Video Summarization using Denoising Diffusion Probabilistic Model
Zirui Shang, Yubo Zhu, Hongxi Li, Shuo Yang, Xinxiao Wu

TL;DR
This paper introduces a novel generative video summarization method using Denoising Diffusion Probabilistic Models, which reduces annotation noise impact and improves generalization over traditional discriminative approaches.
Contribution
The paper proposes a diffusion-based generative framework for video summarization that is more robust to subjective annotation noise and overfitting, with an unsupervised pretraining strategy.
Findings
Outperforms existing methods on TVSum, SumMe, and FPVSum datasets.
Demonstrates robustness to annotation noise and limited data.

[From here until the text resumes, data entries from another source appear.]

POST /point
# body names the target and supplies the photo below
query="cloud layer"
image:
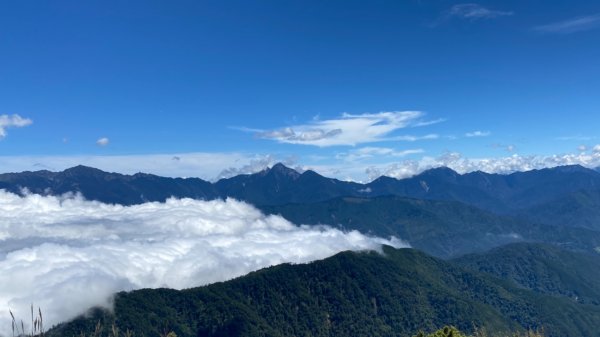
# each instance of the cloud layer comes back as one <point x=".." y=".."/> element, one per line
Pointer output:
<point x="12" y="121"/>
<point x="347" y="130"/>
<point x="66" y="254"/>
<point x="503" y="165"/>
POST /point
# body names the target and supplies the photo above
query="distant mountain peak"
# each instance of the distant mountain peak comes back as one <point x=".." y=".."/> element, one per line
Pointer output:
<point x="82" y="170"/>
<point x="440" y="171"/>
<point x="282" y="170"/>
<point x="571" y="169"/>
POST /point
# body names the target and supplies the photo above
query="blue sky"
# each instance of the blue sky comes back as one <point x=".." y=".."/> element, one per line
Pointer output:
<point x="353" y="89"/>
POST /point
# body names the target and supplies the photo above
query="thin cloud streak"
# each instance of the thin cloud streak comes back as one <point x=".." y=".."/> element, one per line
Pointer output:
<point x="572" y="25"/>
<point x="477" y="133"/>
<point x="347" y="130"/>
<point x="474" y="11"/>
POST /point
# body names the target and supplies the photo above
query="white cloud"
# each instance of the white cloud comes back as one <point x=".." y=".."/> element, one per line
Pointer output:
<point x="102" y="141"/>
<point x="477" y="134"/>
<point x="66" y="254"/>
<point x="572" y="25"/>
<point x="473" y="11"/>
<point x="12" y="121"/>
<point x="349" y="129"/>
<point x="503" y="165"/>
<point x="409" y="138"/>
<point x="258" y="164"/>
<point x="204" y="165"/>
<point x="375" y="152"/>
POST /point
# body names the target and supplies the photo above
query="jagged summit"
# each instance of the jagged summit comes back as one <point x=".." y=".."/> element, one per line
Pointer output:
<point x="281" y="170"/>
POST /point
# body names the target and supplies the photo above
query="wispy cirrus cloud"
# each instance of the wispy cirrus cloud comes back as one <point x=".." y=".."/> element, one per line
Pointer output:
<point x="477" y="133"/>
<point x="571" y="25"/>
<point x="348" y="129"/>
<point x="103" y="141"/>
<point x="12" y="121"/>
<point x="473" y="11"/>
<point x="375" y="152"/>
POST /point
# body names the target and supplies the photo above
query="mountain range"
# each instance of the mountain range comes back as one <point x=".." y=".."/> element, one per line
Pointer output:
<point x="439" y="211"/>
<point x="393" y="293"/>
<point x="505" y="252"/>
<point x="517" y="193"/>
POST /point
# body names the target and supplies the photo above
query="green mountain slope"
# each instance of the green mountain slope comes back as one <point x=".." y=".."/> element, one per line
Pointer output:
<point x="441" y="228"/>
<point x="542" y="268"/>
<point x="350" y="294"/>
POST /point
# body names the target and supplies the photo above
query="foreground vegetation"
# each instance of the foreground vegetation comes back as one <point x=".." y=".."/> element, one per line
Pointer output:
<point x="350" y="294"/>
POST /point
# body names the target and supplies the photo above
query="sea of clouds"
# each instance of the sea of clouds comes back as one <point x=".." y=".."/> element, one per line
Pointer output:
<point x="66" y="254"/>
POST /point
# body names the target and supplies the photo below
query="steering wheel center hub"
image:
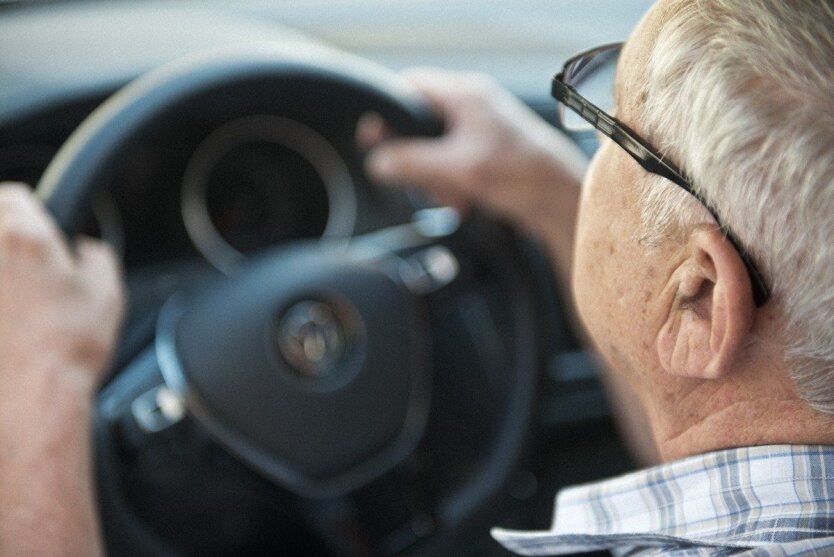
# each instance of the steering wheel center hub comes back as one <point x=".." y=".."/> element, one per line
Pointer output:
<point x="315" y="337"/>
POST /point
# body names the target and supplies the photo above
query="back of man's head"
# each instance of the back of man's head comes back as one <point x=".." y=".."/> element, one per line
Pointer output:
<point x="740" y="94"/>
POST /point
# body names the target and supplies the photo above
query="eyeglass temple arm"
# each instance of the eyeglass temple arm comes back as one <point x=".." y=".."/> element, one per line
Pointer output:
<point x="651" y="162"/>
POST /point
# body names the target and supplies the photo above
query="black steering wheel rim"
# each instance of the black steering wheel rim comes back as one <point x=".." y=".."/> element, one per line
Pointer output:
<point x="84" y="164"/>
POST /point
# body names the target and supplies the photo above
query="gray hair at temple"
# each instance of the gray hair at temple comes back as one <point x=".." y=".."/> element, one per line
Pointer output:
<point x="741" y="94"/>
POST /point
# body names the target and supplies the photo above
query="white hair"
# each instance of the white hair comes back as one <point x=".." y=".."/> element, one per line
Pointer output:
<point x="741" y="94"/>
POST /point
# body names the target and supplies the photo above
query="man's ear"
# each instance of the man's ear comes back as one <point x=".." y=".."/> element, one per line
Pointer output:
<point x="712" y="312"/>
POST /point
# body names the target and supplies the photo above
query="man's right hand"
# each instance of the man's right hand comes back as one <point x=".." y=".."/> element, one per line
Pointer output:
<point x="495" y="152"/>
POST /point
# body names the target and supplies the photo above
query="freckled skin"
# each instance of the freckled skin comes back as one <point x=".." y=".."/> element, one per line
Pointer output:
<point x="626" y="292"/>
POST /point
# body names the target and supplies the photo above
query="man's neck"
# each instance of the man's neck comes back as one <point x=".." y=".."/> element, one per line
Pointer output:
<point x="758" y="405"/>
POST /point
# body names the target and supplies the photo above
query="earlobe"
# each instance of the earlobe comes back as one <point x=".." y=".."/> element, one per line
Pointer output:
<point x="711" y="315"/>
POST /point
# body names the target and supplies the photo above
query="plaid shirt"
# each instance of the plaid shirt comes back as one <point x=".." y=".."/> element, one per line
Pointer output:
<point x="754" y="502"/>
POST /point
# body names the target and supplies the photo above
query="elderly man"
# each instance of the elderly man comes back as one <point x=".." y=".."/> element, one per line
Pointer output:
<point x="701" y="265"/>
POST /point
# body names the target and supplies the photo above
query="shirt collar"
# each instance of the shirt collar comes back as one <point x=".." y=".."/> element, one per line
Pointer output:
<point x="732" y="498"/>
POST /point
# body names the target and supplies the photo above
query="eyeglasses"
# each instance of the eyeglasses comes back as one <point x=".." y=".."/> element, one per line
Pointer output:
<point x="586" y="86"/>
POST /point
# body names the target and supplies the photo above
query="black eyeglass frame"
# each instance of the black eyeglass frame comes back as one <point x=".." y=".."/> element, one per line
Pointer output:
<point x="639" y="149"/>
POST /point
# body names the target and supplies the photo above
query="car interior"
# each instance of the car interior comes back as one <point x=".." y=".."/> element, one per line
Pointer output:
<point x="311" y="364"/>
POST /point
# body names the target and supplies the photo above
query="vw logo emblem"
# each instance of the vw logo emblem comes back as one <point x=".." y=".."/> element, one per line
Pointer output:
<point x="313" y="339"/>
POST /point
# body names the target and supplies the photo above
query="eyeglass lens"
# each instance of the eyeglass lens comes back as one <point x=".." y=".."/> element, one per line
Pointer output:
<point x="593" y="77"/>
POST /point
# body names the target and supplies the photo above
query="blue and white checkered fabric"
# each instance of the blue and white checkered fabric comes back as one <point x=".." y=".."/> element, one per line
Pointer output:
<point x="753" y="502"/>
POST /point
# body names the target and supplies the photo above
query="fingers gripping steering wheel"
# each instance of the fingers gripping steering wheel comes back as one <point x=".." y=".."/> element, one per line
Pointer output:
<point x="317" y="372"/>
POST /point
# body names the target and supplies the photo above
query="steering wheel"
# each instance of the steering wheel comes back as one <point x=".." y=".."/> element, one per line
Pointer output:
<point x="376" y="391"/>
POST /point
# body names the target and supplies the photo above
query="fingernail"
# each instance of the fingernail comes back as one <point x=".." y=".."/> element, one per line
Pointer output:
<point x="380" y="164"/>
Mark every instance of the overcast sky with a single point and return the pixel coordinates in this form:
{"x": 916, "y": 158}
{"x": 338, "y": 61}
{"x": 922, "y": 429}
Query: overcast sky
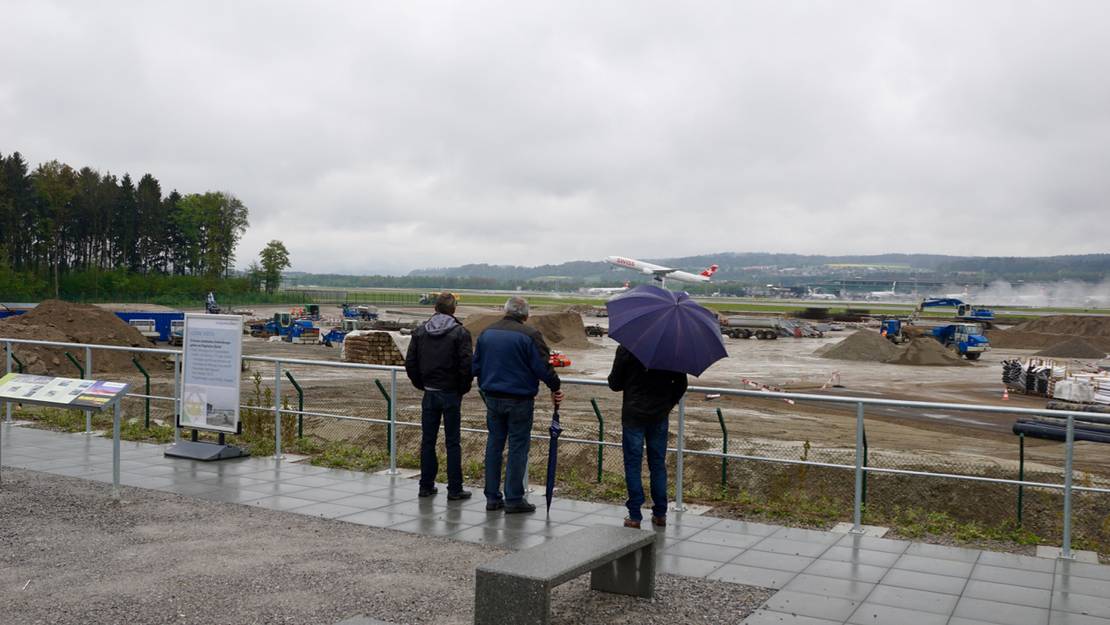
{"x": 391, "y": 135}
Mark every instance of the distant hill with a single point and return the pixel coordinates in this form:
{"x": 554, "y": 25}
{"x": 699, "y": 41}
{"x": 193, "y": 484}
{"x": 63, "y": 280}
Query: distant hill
{"x": 748, "y": 266}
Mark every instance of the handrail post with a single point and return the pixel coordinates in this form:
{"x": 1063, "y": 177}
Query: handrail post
{"x": 300, "y": 404}
{"x": 680, "y": 442}
{"x": 601, "y": 437}
{"x": 393, "y": 422}
{"x": 278, "y": 410}
{"x": 1069, "y": 452}
{"x": 147, "y": 375}
{"x": 858, "y": 505}
{"x": 7, "y": 405}
{"x": 724, "y": 449}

Achieves strong generalization in video summarization tasks.
Abstract
Video summarization aims to eliminate visual redundancy while retaining key parts of video to construct concise and comprehensive synopses. Most existing methods use discriminative models to predict the importance scores of video frames. However, these methods are susceptible to annotation inconsistency caused by the inherent subjectivity of different annotators when annotating the same video. In this paper, we introduce a generative framework for video summarization that learns how to generate summaries from a probability distribution perspective, effectively reducing the interference of subjective annotation noise. Specifically, we propose a novel diffusion summarization method based on the Denoising Diffusion Probabilistic Model (DDPM), which learns the probability distribution of training data through noise prediction, and generates summaries by iterative denoising. Our method is…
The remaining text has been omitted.